Given a Hamiltonian $H$, with a spectrum of eigenvalues $\lambda$, you can define its zeta function as $\zeta_H(s) = tr \frac{1}{H^s} = \sum_{\lambda}^{} \frac{1}{\lambda^s}$.
Subsequently, the log determinant of $H$ with a spectral parameter $m^2$ acts as a generating function for the zeta functions:
$ln(\frac{det(H+m^2)}{det(H)}) = \sum_{n=1}^{\infty} \frac{(-1)^{n+1}}{n}m^{2n} \zeta_{H}(n)$.
I understand that the zeta function for the Hamiltonian is defined in analogy to the Riemann zeta function. However, I do not understand how the log determinant can be used as a generating function for the zeta functions.
What exactly is a generating function?

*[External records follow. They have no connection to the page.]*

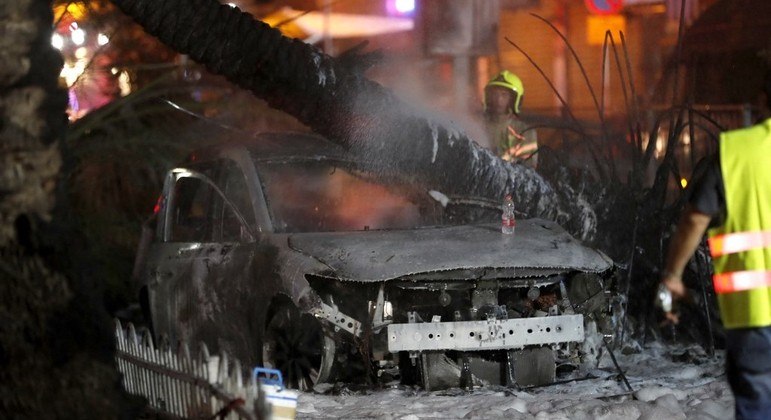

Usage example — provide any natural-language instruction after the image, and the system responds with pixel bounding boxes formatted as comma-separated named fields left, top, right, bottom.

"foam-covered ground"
left=297, top=344, right=733, bottom=420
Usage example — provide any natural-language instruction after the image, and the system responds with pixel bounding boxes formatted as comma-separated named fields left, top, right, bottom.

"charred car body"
left=137, top=133, right=615, bottom=389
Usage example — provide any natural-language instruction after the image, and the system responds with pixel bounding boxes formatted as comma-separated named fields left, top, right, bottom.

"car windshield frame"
left=253, top=155, right=441, bottom=233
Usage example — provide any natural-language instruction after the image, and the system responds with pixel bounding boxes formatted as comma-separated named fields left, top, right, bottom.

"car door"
left=145, top=163, right=253, bottom=350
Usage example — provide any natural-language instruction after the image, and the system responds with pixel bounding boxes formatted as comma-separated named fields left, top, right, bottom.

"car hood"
left=288, top=219, right=613, bottom=281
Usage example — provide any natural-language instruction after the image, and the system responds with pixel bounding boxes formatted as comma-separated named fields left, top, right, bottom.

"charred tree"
left=107, top=0, right=596, bottom=239
left=0, top=0, right=137, bottom=419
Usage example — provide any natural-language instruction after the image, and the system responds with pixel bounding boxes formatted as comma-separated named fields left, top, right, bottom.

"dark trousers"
left=726, top=327, right=771, bottom=420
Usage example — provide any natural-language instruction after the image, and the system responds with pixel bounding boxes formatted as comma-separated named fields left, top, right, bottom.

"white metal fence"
left=115, top=320, right=271, bottom=420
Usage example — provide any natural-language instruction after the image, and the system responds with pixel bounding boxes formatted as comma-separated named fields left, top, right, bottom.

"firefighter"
left=661, top=73, right=771, bottom=419
left=484, top=70, right=538, bottom=169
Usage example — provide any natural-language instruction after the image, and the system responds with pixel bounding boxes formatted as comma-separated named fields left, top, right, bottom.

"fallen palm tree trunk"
left=108, top=0, right=596, bottom=239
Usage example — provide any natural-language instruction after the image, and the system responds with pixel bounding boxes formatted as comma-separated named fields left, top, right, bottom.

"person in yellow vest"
left=661, top=73, right=771, bottom=419
left=484, top=70, right=538, bottom=169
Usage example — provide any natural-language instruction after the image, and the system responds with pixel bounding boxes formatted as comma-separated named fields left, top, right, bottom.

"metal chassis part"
left=388, top=315, right=584, bottom=353
left=314, top=302, right=361, bottom=337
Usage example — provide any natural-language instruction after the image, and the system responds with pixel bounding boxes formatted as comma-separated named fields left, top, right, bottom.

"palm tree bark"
left=108, top=0, right=596, bottom=238
left=0, top=0, right=131, bottom=419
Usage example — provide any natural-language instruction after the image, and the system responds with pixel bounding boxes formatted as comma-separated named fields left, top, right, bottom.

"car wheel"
left=262, top=305, right=335, bottom=391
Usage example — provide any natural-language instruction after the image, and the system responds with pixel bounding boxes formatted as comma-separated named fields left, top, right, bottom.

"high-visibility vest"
left=709, top=119, right=771, bottom=328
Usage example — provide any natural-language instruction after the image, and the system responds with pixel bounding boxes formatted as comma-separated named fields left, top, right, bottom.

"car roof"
left=186, top=132, right=346, bottom=163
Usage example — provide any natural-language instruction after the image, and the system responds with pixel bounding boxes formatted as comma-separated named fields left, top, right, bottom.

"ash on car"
left=137, top=133, right=616, bottom=389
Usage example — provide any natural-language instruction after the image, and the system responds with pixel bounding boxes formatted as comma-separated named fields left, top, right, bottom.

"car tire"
left=262, top=305, right=336, bottom=391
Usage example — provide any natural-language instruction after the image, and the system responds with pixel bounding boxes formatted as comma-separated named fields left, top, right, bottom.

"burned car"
left=137, top=133, right=615, bottom=389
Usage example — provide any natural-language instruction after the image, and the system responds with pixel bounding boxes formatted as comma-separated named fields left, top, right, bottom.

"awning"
left=262, top=7, right=415, bottom=44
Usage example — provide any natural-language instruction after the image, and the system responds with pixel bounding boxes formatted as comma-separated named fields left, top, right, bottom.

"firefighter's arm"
left=661, top=205, right=712, bottom=299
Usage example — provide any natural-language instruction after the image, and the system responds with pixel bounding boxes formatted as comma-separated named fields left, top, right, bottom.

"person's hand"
left=657, top=271, right=685, bottom=324
left=661, top=271, right=685, bottom=299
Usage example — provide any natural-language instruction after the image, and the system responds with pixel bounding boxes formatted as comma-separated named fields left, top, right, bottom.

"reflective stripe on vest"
left=708, top=230, right=771, bottom=258
left=710, top=119, right=771, bottom=329
left=712, top=271, right=771, bottom=294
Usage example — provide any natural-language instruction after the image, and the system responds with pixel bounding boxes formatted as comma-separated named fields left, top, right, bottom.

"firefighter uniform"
left=709, top=119, right=771, bottom=419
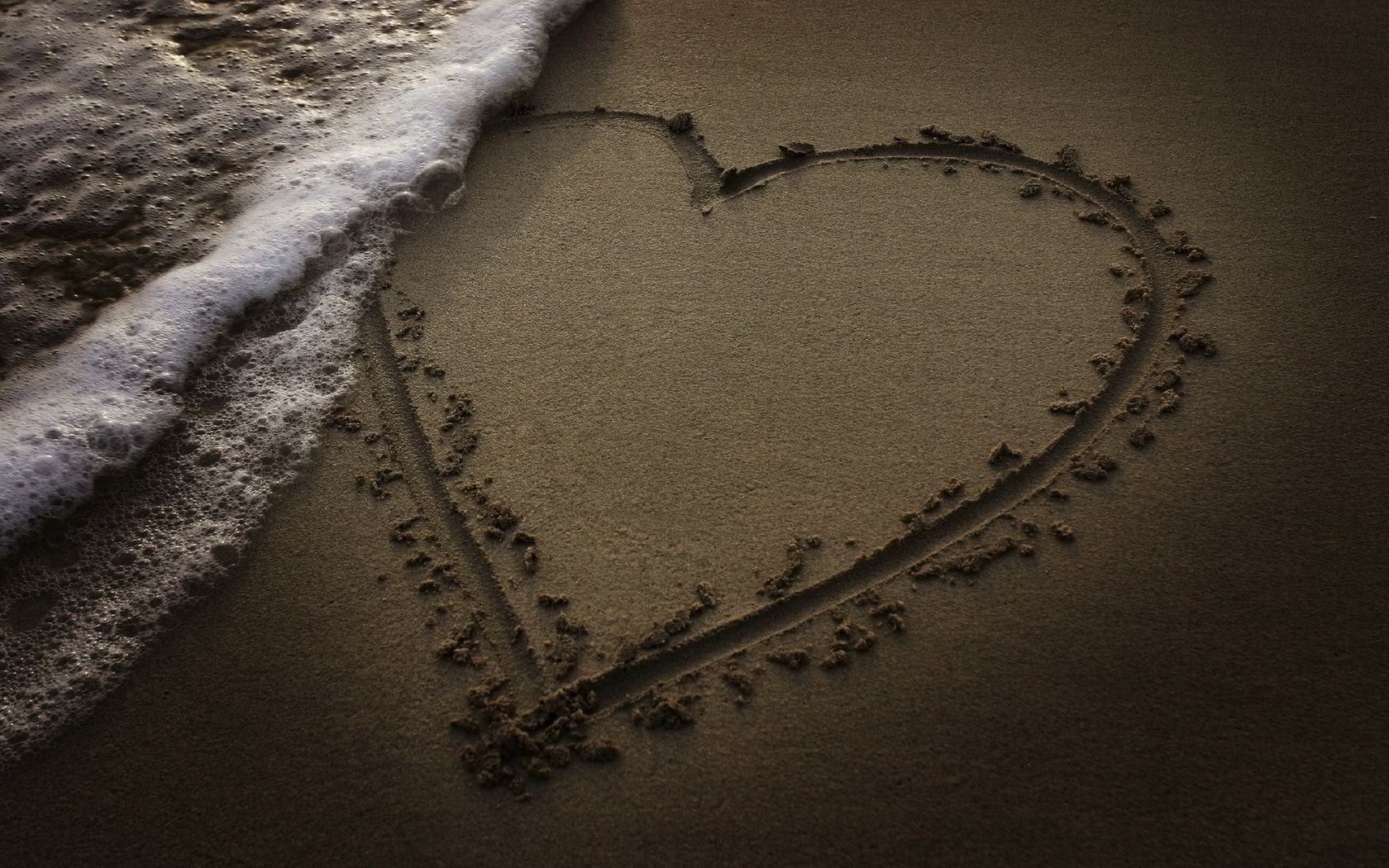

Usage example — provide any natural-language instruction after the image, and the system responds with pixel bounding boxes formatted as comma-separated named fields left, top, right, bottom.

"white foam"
left=0, top=0, right=582, bottom=556
left=0, top=0, right=584, bottom=765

Can somebody prove the second relation, please?
see here.
When using the definition of the functional determinant you arrive at
$ln(\frac{det(H+m)}{det(H)})=-\frac{d}{da} (\zeta_1 - \zeta_2)|_{a=0}$
with $\zeta_1(s)=tr(H+m)^{-a}$ and $\zeta_2(s)=trH^{-a}$. Now you make a taylor series expansion around $m=0$ and you get your series when you set $\zeta_H(n)=trH^{-n}$.
A generating function of a function $f$ is a function $F$ where the series expansion leads to coefficient that represents another function $f$; here the zeta functions are the coefficients of your series expansion.